I'm running a dockerized Firefly III on a Raspberry 3 in my local network. With the help of an additional nginx Container and a self-signed SSL Certificate I was able to set up https.

Maybe somebody will find this guide helpfull, it took me a couple of tries to get it right.

Install Docker on the Raspberry

Simply follow the official documentation at https://docs.docker.com/install/linux/docker-ce/debian/#install-using-the-convenience-script. You'll need to run the script if you are using the default Raspberry OS: Raspbian.

Install Docker Compose using Python PIP

Use Pythons package manager PIP to install Docker Compose, details can be found on docker.com as well: https://docs.docker.com/compose/install/#install-using-pip. Before you can follow the guide you'll need to install python-pip.

sudo apt-get install python3-pip

Test Firefly III with Docker Compose

Follow the official Guide at https://docs.firefly-iii.org/installation/docker#docker-hub-with-automatic-updates-via-docker-compose to install Firefly III on your Pi and test if you can access it at http://hostname-of-pi. You can check your host name with hostname and modify it with sudo raspi-config. Mine is called raspberry01 and therefore I access it via http://raspberry01.

Generate a new SSL certificate

With openssl you can easily create the required SSL certificate. The certificate will be valid for 365 days.

openssl req -x509 -newkey rsa:2048 -keyout raspberry01.key -out raspberry01.crt -days 365 -nodes

Creating the key on the Raspberry might take a moment. You will be asked for additional information that will be parsed into the certificate but the only important one is the Common Name. You should enter the hostname of your Raspberry here. The others can be skipped with return.

Country Name (2 letter code) [AU]:
State or Province Name (full name) [Some-State]:
Locality Name (eg, city) []:
Organization Name (eg, company) [Internet Widgits Pty Ltd]:
Organizational Unit Name (eg, section) []:
Common Name (e.g. server FQDN or YOUR name) []:raspberry01
Email Address []:

The command created two files (raspberry01.key, raspberry01.crt) that we need to copy to our docker environment.

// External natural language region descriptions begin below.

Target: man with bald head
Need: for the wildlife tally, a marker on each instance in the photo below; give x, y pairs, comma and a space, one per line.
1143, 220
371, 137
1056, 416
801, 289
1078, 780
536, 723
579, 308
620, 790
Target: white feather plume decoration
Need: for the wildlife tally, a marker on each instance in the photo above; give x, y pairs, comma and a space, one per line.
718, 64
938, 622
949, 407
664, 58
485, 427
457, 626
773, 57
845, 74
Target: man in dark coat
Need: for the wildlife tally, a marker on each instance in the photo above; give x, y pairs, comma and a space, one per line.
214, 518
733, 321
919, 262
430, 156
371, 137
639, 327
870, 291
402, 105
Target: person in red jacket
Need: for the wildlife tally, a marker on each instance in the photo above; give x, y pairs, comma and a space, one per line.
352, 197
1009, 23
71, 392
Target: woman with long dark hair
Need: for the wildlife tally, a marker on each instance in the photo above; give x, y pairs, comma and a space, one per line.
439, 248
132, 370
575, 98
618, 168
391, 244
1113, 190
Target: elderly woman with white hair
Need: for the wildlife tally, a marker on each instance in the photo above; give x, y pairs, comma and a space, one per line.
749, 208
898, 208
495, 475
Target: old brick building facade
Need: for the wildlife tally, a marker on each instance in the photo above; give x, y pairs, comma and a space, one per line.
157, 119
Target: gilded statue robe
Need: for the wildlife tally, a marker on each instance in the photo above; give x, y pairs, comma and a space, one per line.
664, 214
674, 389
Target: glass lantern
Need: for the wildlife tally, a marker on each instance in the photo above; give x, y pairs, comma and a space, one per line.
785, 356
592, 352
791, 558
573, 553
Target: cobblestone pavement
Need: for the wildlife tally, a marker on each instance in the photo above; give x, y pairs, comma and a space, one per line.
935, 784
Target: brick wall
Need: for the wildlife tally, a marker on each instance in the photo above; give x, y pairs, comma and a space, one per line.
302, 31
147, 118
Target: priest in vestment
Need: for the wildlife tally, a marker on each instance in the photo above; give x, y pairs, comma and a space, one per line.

Further explanation and options to create a certificate can be read about in this stackoverflow post: https://stackoverflow.com/questions/10175812/how-to-create-a-self-signed-certificate-with-openssl.

Prepare nginx configuration

Next to my /opt/docker/firefly/docker-compose.yml file I created a new folder conf.d. I moved the newly created certificate and key to this folder and created a new configuration file (raspberry01.conf) for nginx.

server {
  listen 80; 
  #redirect all http traffic to https
  return 301 https://$host$request_uri;
}

server {
  listen 443 ssl;
  ssl_certificate /etc/nginx/conf.d/raspberry01.crt;
  ssl_certificate_key /etc/nginx/conf.d/raspberry01.key;
  location / {
    proxy_pass http://172.24.0.1:80;
    proxy_set_header        Host                    $host;
    proxy_set_header        X-Real-IP               $remote_addr;
    proxy_set_header        X-Forwarded-For         $proxy_add_x_forwarded_for;
    proxy_set_header        X-Forwarded-Host        $server_name;
    proxy_set_header        X-Forwarded-Proto       $scheme;
    proxy_set_header        X-Forwarded-Ssl         on;
    proxy_set_header        Upgrade                 $http_upgrade;
    proxy_set_header        Connection              "upgrade";
  }
}

The proxy_pass IP is the Gateway address of my Firefly Docker network. You can check yours by running

docker network inspect firefly_firefly_iii_net

I copied the proxy_set_header options from another issue (#2579) and cannot say if all of them are relevant.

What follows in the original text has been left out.